家族や恋人などは,濃く深い関係になるがゆえ,互いに欲望の押しつけや理解の強要,甘えなどが生じがちだ。そして,家族だから,恋人だからなどの理由で他人には決してしないようなことでも許されたり,どれだけ傷ついてもそれが普通だと受け入れてしまったりする。信田さんは,家族を治外法権の無法地帯と書いているが,確かになと思った。よっぽどのことが起こらない限り,第三者がその関係に立ち入ることはないからだ。しかも,たとえ第三者が立ち入ったとしても,彼ら・彼女らが適切な対応を心得ていない場合,問題を余計にこじらせたりする。なんと悩ましいことか。

信田さんがこじれた関係の解決にすすめるのは,「理解の断念」と「問題の切り分け」である。「理解の断念」については,私とあなたは別の人間であり,別々の人間が分かり合う,理解し合うのは所詮無理な話。それを認め,それを前提に相手とコミュニケーションをとる。タフラブは,相手にわかってもらおう,わからせよう,わかってあげようとはしない愛,理解し合いたい,コミュニケーションをとりたいという自分勝手な欲望や思い込みを手放す愛であるという。「問題の切り分け」は,誰の問題かを明らかにして,それぞれが自分の問題と限界に向き合うことだ。そして,他者の問題は他者に返さなければならない。また,関係がこじれるときの2種類の,相手への一方的な侵入・境界侵犯を想定している。自分を傷つけた人に対して「なぜ相手は自分をこんなに傷つけなければならなかったのか」を考えているうちに,相手の世界に入っていってしまうことと,相手を自分の思い通りにしたいという支配の2つである。どちらも関係に苦しんでいる方が問題の切り分けを行うしかない。苦しんでないほうは,相手が苦しんでいるなんて思っているわけもなく,要求しても無駄だからである。また,日本では自他の区別なく相手の身になって何かをすることに価値が置かれてきた,ということにも触れている。本書には,こじれた関係を解消させていくケーススタディがいくつか紹介されているが,読みながら少し涙してしまった。関係改善のための行動は,本当に勇気がいることだ。葛藤・恐怖・不安の中で一歩を踏み出し,実際に行動した人たちに拍手したいくらいだ。

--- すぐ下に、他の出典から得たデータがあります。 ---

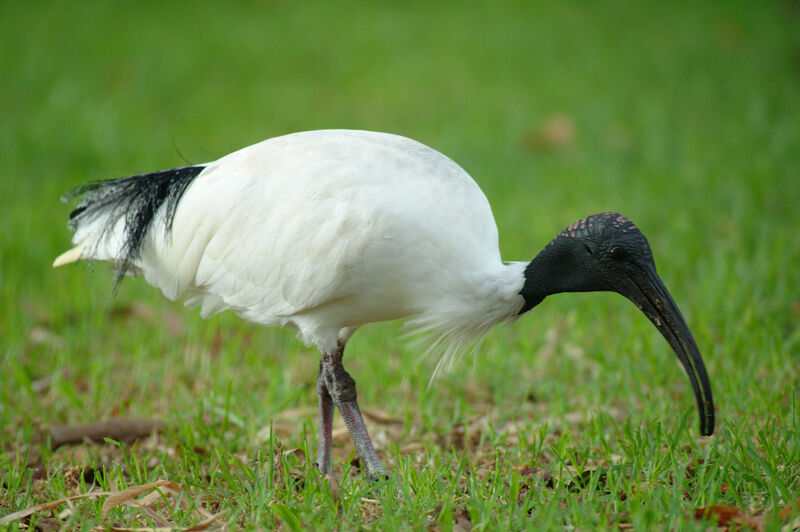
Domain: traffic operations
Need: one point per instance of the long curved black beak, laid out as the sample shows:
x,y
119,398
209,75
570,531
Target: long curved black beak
x,y
648,292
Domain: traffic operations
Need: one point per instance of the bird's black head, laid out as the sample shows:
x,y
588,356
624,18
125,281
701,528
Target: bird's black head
x,y
607,252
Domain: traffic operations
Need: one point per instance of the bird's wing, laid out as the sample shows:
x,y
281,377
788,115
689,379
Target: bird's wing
x,y
265,232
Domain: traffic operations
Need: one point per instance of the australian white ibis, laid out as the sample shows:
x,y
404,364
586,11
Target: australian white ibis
x,y
325,231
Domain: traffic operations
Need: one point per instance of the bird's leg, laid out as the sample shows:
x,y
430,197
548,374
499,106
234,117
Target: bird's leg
x,y
342,391
324,438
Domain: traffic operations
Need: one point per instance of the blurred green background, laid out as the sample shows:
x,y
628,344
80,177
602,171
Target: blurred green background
x,y
685,117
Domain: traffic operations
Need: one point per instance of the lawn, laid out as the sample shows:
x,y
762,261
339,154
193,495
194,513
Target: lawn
x,y
686,119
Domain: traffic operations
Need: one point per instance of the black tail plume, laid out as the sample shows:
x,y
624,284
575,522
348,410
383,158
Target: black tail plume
x,y
138,198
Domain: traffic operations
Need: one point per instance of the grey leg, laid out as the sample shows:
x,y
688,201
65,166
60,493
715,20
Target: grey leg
x,y
325,423
342,392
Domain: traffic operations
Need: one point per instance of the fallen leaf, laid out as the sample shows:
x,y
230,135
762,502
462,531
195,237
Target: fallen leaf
x,y
10,518
116,429
557,131
726,515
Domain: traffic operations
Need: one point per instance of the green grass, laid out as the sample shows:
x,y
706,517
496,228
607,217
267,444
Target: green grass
x,y
686,119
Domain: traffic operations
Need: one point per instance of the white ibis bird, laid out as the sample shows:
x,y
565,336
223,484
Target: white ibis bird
x,y
325,231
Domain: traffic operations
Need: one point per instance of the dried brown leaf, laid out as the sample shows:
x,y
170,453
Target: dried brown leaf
x,y
121,497
115,429
791,509
10,518
381,417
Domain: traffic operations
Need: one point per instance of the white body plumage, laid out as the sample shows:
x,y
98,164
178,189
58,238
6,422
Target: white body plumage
x,y
325,231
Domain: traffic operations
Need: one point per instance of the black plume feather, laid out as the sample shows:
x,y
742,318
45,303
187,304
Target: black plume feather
x,y
138,198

信田さんは,タフラブには寂しさが伴うという。タフに生きることは寂しさと共存することだと。そして,寂しさを分散させるために,目的別(食事に行くなら…,映画に行くなら…,愚痴を言い合うなら…など)の人間関係を複数用意しておくことを勧めている。タフラブを土台とした関係は寂しい,でも安全な関係は実現できるというわけだ。

個が個として独立を保ちながら,紙の上だけでなく実社会でいかなるときも人権を保証された状態で,自分以外の個とどう共存していくか…課題。